La crise des fausses informations et autres tentatives de désinformation prend des proportions endémiques, au Québec: selon la plus récente enquête NETendances, ce n’est pas moins d’un internaute sur trois qui serait exposé à des mensonges, en ligne. Et ce sur une base quotidienne.
Selon cette étude, soit l’édition 2025 du document intitulé Information, désinformation et cybersécurité, c’est sur les réseaux sociaux que l’on trouverait le plus de ces fake news. Ainsi, 82% des personnes interrogées sont persuadées qu’il s’agit là de la source d’information la plus susceptible de propager des fausses nouvelles.
Cette proportion n’est peut-être toutefois pas entièrement étonnante, puisque ces mêmes réseaux sociaux sont utilisés par près de la moitié (48%) des participants à l’enquête pour s’informer. Il s’agit de huit points de pourcentage de plus que les sites web d’information et la radio (40% chacun), mais c’est encore la télévision qui est la plateforme vers laquelle se tournent principalement les Québécois pour se tenir au fait de l’actualité (59%).
Sur les réseaux sociaux, cependant, les algorithmes pourraient jouer un rôle majeur dans la transmission d’informations correspondant aux points de vue des internautes (c’est l’avis de 38% des répondants), alors que les Québécois estiment aussi être soumis à des bulles de filtrage informationnel (65% des participants sont de cet avis).
« Or, écrivent les auteurs de l’enquête NETendances, lorsque l’information circule principalement entre personnes partageant les mêmes opinions, la désinformation ne rencontre plus les garde-fous naturels du débat contradictoire et de la diversité des perspectives. »
Autre conclusion importante de cette étude des habitudes en matière d’information, les 18 à 34 ans, déjà le seul groupe d’âge qui s’informe plus souvent sur une base hebdomadaire que quotidienne, se tourne bien souvent vers des « créateurs et créatrices de contenu spécialisé(e)s dans l’actualité », aussi appelés newsfluencer.
Si 42% des Québécois de ce groupe d’âge disent ainsi se tourner vers ce type de contenu, sur les différentes plateformes, la popularité de ces créateurs (Hugo décrypte, Alexplique, etc.) n’est pas garante de la qualité journalistique de leur travail, ni de leur respect des règles journalistiques élémentaires en matière de vérification des faits, d’objectivité et de transparence.
Des domaines plus propices aux fake news que d’autres
Devant la menace des fausses nouvelles, et donc des individus, des entreprises et des groupes mal intentionnés, tous les sujets ne sont pas égaux. De l’avis des internautes interrogés dans le cadre de l’enquête, c’est du côté de la politique, des conflits internationaux et des affaires étrangères, mais aussi des sujets portant sur la santé et la médecine que le risque d’être confronté à de la désinformation est le plus élevé.
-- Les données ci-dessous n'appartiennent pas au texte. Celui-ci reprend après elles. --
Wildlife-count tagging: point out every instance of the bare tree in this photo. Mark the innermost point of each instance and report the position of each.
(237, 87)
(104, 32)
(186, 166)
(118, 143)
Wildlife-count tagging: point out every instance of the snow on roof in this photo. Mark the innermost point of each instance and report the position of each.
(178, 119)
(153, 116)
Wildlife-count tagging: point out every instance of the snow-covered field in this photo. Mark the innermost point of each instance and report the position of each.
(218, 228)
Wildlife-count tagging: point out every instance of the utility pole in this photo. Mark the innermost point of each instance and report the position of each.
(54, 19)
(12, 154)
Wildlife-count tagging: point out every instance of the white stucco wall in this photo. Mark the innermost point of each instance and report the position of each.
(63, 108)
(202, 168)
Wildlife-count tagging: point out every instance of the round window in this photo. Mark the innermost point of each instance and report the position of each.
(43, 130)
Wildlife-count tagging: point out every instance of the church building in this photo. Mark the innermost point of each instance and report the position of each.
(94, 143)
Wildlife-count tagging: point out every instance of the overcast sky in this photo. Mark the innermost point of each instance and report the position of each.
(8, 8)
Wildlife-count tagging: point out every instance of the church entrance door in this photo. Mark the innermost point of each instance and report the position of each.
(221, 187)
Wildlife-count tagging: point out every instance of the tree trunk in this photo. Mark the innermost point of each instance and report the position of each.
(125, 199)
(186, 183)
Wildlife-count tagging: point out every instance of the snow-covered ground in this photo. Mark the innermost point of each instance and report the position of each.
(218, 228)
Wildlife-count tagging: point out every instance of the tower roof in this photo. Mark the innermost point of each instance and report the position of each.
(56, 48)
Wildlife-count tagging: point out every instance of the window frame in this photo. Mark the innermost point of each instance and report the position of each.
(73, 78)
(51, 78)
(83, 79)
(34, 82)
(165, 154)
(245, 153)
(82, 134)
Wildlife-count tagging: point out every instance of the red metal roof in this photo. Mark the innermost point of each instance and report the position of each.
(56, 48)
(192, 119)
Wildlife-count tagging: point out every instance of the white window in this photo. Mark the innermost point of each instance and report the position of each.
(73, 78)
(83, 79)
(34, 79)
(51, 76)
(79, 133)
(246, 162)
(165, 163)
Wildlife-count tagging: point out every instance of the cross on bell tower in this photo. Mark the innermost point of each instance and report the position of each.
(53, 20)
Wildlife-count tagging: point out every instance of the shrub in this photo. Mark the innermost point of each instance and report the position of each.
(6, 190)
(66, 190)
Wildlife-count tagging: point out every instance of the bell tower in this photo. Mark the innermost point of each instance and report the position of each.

Toute cette incertitude est mauvaise pour la confiance envers les médias traditionnels: ceux-ci n’obtiendraient plus que la confiance forte d’à peine 44% des internautes, en recul de trois points de pourcentage par rapport à l’année précédente.
C’est toutefois bien loin devant les médias sociaux, qui ne recueillent que 7% d’avis « très favorables ». C’est en fait près de la moitié des répondants (43%) qui ne font que très peu confiance à la véracité des informations que l’on trouve sur les divers réseaux sociaux.
Autrement, sans surprise, les personnes qui ne s’informent pas ne font confiance ni aux médias traditionnels, ni aux médias sociaux, nous indique-t-on.
« Quand l’information circule via de nouveaux intermédiaires et de nouveaux mécanismes, la question de la rigueur, des sources, des angles, de la transparence et des modèles d’affaires devient centrale. Le métier d’influenceur d’actualité se transforme en direct, à coups d’essais, d’erreurs, d’apprentissages et de corrections, et j’ai du mal à dissocier cette évolution de l’importance de renforcer la littératie médiatique et numérique des Québécois », mentionne ainsi Denis Martel, stratège en marketing numérique, à propos de cette mutation des habitudes de consommation d’informations et du déplacement des publics vers les diverses plateformes numériques.